Stellar Populations at intermediate redshifts Survey (StePS)
Stellar Populations at intermediate redshifts Survey (StePS)
Team Lead: Angela Iovino - Deputy Lead Amata Mercurio
Survey Working Group members: Amata Mercurio & Marcella Longhetti & Angela Iovino
Quality Assurance Group members: Marcella Longhetti, Stefano Zibetti, Francesco La Barbera, Marco Gullieuszik & Lorenzo Morelli
One of the major goals of extragalactic astrophysics is to understand the physical processes that cause the formation and evolution of luminous structures.
Recent surveys such as SDSS and GAMA have made ground-breaking progress in the low-redshift Universe in describing how the main galaxy properties vary with both galaxy mass and host halo mass. However, detailed observations of the evolutionary changes of galaxy properties as a function of look-back time are needed to establish which mechanisms dominate galaxy evolution, what drives the star formation history of galaxies and their mass assembly (Fig. 1).
Fig.1 The evolution of the star formation rate–stellar mass relation with redshift. The origin of a such relation and its evolution are among the fundamental questions addressed by StePS. Credits: Lee et al. (2015)
Scientific aims
Shallow spectroscopic observations can provide galaxy redshifts, rough measurements of emission lines and a reliable estimate of the D4000 break, but detailed information on the stellar and gas content of galaxies can only be achieved through deep spectroscopy providing reliable measurements of the absorption features in the stellar continuum.
None of the existing large surveys of distant galaxies have the adequate resolution and spectral quality/range to derive the stellar population properties in sufficient detail for statistically large samples of galaxies in different environmental conditions (Fig.2).

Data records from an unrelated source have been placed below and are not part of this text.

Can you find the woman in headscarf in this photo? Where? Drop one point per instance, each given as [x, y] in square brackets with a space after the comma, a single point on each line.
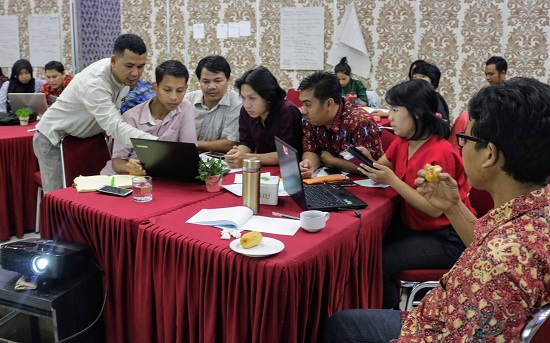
[21, 81]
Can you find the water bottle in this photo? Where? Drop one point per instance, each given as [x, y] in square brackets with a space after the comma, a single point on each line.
[251, 183]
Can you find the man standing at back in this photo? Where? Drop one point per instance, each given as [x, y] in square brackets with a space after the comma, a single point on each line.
[495, 70]
[90, 105]
[216, 108]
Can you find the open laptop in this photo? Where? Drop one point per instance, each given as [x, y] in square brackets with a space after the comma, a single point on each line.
[326, 197]
[170, 160]
[35, 101]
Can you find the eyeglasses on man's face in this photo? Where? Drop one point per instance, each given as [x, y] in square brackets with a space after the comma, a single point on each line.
[462, 138]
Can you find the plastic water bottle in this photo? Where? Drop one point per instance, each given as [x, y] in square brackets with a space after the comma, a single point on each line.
[251, 183]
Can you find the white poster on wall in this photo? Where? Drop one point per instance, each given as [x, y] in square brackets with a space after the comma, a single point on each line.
[9, 40]
[302, 38]
[348, 42]
[44, 39]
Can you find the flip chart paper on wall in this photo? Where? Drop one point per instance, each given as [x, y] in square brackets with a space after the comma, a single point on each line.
[9, 40]
[44, 39]
[302, 38]
[348, 41]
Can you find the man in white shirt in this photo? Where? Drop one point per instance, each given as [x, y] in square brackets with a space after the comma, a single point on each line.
[216, 108]
[90, 105]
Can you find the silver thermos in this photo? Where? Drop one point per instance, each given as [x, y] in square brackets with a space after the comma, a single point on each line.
[251, 183]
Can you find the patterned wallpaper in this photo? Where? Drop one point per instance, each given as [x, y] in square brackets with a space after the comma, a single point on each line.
[458, 36]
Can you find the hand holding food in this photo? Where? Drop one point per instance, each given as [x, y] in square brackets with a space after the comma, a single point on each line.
[432, 173]
[251, 239]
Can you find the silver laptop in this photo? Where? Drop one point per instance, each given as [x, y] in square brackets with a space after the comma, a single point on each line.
[35, 101]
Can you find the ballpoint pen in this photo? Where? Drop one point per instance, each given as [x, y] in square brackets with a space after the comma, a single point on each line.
[277, 214]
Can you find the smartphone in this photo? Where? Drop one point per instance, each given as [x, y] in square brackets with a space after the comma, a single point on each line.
[359, 157]
[111, 190]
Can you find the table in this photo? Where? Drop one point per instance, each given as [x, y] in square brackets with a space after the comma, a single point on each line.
[18, 191]
[108, 225]
[191, 287]
[62, 303]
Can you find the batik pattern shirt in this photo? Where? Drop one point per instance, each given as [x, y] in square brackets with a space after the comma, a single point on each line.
[497, 283]
[352, 125]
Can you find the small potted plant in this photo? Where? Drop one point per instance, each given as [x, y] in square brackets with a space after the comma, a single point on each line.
[23, 114]
[211, 172]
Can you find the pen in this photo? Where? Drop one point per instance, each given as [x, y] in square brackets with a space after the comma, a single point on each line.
[277, 214]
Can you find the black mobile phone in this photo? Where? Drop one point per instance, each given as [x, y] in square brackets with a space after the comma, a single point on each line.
[360, 156]
[112, 190]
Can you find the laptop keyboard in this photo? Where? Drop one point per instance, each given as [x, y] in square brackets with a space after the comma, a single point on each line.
[320, 197]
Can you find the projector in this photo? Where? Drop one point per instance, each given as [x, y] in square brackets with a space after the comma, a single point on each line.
[44, 258]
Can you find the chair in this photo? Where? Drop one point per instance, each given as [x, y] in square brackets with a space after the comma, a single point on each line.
[374, 99]
[83, 156]
[537, 329]
[294, 96]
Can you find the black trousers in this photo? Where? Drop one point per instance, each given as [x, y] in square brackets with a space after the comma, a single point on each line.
[404, 248]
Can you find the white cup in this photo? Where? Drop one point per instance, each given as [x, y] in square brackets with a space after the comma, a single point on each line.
[313, 221]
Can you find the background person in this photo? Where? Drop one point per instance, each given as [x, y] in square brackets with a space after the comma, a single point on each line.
[56, 80]
[352, 87]
[480, 299]
[331, 124]
[21, 81]
[495, 70]
[422, 237]
[216, 107]
[265, 114]
[90, 105]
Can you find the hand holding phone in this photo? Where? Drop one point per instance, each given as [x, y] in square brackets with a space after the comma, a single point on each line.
[112, 190]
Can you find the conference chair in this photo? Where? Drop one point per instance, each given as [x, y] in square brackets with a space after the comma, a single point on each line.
[412, 281]
[293, 95]
[83, 156]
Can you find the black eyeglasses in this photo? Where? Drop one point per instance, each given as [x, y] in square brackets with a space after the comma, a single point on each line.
[462, 138]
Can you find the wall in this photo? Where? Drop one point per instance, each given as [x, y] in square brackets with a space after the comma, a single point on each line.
[456, 35]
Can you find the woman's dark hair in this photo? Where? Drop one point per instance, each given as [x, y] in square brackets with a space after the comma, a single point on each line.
[343, 67]
[325, 86]
[420, 100]
[54, 65]
[17, 87]
[431, 71]
[515, 117]
[413, 66]
[264, 83]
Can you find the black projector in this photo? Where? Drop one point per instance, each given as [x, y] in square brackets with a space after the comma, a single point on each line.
[44, 258]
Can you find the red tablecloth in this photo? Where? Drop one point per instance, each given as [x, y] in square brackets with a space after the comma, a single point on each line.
[191, 287]
[17, 189]
[108, 224]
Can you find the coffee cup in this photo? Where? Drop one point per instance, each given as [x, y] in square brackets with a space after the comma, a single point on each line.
[313, 220]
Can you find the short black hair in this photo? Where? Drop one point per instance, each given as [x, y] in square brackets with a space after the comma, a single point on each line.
[431, 71]
[413, 66]
[343, 67]
[515, 117]
[173, 68]
[499, 62]
[420, 100]
[262, 81]
[325, 85]
[129, 41]
[214, 64]
[55, 65]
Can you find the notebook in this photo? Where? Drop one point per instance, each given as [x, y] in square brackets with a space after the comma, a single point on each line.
[170, 160]
[326, 197]
[35, 101]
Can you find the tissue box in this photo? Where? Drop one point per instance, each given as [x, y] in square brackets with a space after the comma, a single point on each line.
[269, 190]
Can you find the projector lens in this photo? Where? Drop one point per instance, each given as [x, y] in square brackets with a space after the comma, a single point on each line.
[39, 264]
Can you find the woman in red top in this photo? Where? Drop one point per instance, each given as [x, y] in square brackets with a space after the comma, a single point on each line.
[422, 238]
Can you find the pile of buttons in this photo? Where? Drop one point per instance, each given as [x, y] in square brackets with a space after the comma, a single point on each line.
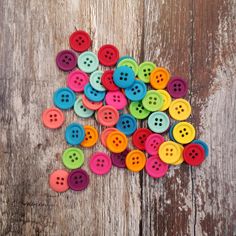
[149, 92]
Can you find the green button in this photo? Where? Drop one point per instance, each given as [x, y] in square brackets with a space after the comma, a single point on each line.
[130, 63]
[153, 100]
[73, 158]
[144, 71]
[138, 111]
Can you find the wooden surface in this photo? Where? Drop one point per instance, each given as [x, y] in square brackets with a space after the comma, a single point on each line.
[192, 38]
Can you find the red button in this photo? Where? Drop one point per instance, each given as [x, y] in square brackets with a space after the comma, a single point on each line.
[80, 41]
[194, 154]
[108, 55]
[139, 137]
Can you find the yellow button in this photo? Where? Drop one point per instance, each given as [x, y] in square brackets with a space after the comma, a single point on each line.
[135, 160]
[180, 109]
[184, 132]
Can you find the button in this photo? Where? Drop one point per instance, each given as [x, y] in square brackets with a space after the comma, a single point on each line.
[116, 99]
[135, 160]
[92, 94]
[194, 154]
[139, 137]
[136, 91]
[81, 110]
[100, 163]
[73, 158]
[80, 41]
[153, 100]
[88, 62]
[132, 64]
[64, 98]
[177, 87]
[78, 180]
[155, 167]
[153, 143]
[58, 181]
[158, 122]
[126, 124]
[123, 77]
[138, 111]
[53, 118]
[108, 55]
[90, 104]
[117, 142]
[144, 71]
[169, 152]
[66, 60]
[166, 99]
[184, 132]
[91, 136]
[76, 80]
[107, 80]
[95, 80]
[180, 109]
[74, 134]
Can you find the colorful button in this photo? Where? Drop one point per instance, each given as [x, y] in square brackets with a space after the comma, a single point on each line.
[73, 158]
[64, 98]
[158, 122]
[144, 71]
[135, 160]
[58, 181]
[155, 167]
[177, 87]
[107, 116]
[153, 100]
[153, 143]
[136, 91]
[123, 77]
[53, 118]
[184, 132]
[180, 109]
[76, 80]
[194, 154]
[78, 180]
[169, 152]
[88, 62]
[100, 163]
[127, 124]
[108, 55]
[66, 60]
[91, 136]
[74, 134]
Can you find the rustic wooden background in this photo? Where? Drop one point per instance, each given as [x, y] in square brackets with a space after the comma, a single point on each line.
[192, 38]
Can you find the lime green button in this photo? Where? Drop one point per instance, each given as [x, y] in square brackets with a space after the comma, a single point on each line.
[144, 71]
[73, 158]
[138, 111]
[153, 101]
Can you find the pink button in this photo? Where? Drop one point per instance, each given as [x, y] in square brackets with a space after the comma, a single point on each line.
[155, 167]
[76, 80]
[153, 143]
[100, 163]
[116, 99]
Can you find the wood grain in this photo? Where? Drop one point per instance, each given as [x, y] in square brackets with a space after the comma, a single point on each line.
[195, 39]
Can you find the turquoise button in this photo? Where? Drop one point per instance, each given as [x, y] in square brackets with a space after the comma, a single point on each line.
[158, 122]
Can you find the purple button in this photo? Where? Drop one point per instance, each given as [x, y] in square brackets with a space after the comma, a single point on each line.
[177, 87]
[66, 60]
[78, 180]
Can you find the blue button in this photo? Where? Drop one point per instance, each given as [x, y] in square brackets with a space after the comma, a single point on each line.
[127, 124]
[123, 77]
[74, 134]
[92, 94]
[64, 98]
[136, 91]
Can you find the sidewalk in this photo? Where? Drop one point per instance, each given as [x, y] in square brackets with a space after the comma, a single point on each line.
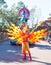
[11, 55]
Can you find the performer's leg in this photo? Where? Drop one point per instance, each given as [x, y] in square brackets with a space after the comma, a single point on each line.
[24, 56]
[24, 51]
[30, 55]
[27, 47]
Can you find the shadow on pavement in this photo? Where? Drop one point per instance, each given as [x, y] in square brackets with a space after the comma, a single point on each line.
[43, 47]
[9, 53]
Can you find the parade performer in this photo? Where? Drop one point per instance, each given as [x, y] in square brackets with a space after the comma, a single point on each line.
[23, 36]
[25, 45]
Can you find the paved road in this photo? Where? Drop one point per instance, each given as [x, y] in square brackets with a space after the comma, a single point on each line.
[11, 54]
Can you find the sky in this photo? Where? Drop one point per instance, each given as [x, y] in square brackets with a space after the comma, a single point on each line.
[44, 5]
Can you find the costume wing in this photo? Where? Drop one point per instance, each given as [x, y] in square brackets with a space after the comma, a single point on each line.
[36, 36]
[14, 33]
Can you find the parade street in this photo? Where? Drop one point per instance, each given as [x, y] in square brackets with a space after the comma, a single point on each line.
[11, 54]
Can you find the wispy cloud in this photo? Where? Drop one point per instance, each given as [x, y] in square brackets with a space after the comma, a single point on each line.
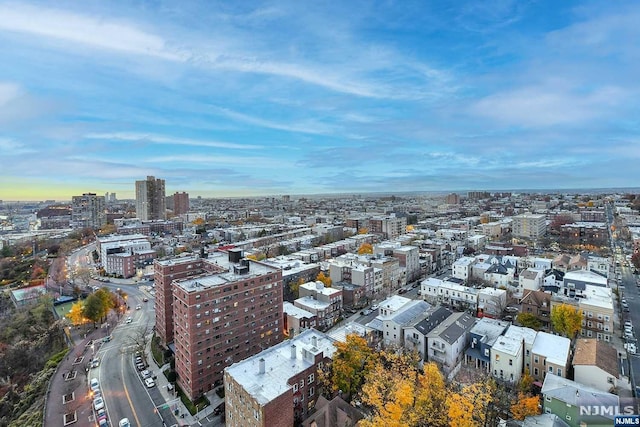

Fig 2. Comparison of a typical absorption-line spectrum from StePS (magenta) and BOSS (black) at z=0.55. The shaded areas identify the main absorption features (red Balmer lines, blue metal lines). The superior quality of the StePS spectra provide a reliable measurement of both Balmer and metallic lines that is unattainable in BOSS.
StePS aims to perform a full spectral analysis for a large sample of galaxies at intermediate redshifts, similar to what the SDSS has done in the local Universe.
StePS will derive galaxy stellar ages, star-formation timescales, stellar and gas metallicities, and dust attenuation, and will infer the past evolution of galaxies at different masses and redshift, relating their star formation histories to their intrinsic (e.g., stellar mass, galaxy morphology) and environmental properties. These spectra will also provide gas kinematics and stellar velocity dispersions, which will allow us to perform a dynamical classification of our galaxies and make a link between star formation history, mass assembly history and dynamics.
Fig 3. Galaxy bimodality in a colour–stellar mass diagram: StePS will study how the bimodality evolves with redshift and how galaxies move with time in this diagram. Credits: Schawinski et al. (2014)
The goal of StePS is to address the following questions:
What physical mechanisms drive the star formation histories of galaxies and its quenching over two thirds of the life of the Universe?
What is the role of environment vs. intrinsic galaxy properties in this evolution?
How do galaxies assemble their mass during the last 7 Gyr?
Fig 4. Galaxy properties strongly depend on the environment where they reside. The average star formation activity decreases going from the least dense regions of the Universe (voids/field) to denser environments (groups and clusters of galaxies).
Top left: the galaxy cluster A370; top right: the galaxy group known as the Stephan’s Quintet; bottom: a void spiral galaxy (MCG+01-02-015). Credits: NASA/HST
Observational strategy
StePS will carry out a MOS survey of ~25,000 galaxies, over four areas on the sky for a total of ~25 square degrees. Targets are drawn from a magnitude-limited sample with IAB<20.5 and pre-selected from high quality photometric redshifts to be at z>0.3, except for the COSMOS field where no photo-z pre-selection is applied. The vast majority of the sample will therefore be in the redshift interval 0.3<z<0.7. The magnitude limit of the selection corresponds to a logarithmic stellar mass limit of 10.2 at z=0.3, 11.0 at z=0.5 and 11.3 at z=0.7, for a Chabrier IMF.
This large sample will enable us to explore galaxy evolution in a sufficient number of bins of different galaxy masses, galaxy morphologies/colours, environments and cosmic epochs.
Using WEAVE’s LR mode (R~5000) we will obtain spectra with high enough signal-to-noise (typical S/N ∼ 10Å−1) over a broad wavelength range to undertake a detailed analysis of the underlying stellar populations and of the emission line properties of these faint galaxies. This requires exposure times of between 7 and 14 hours.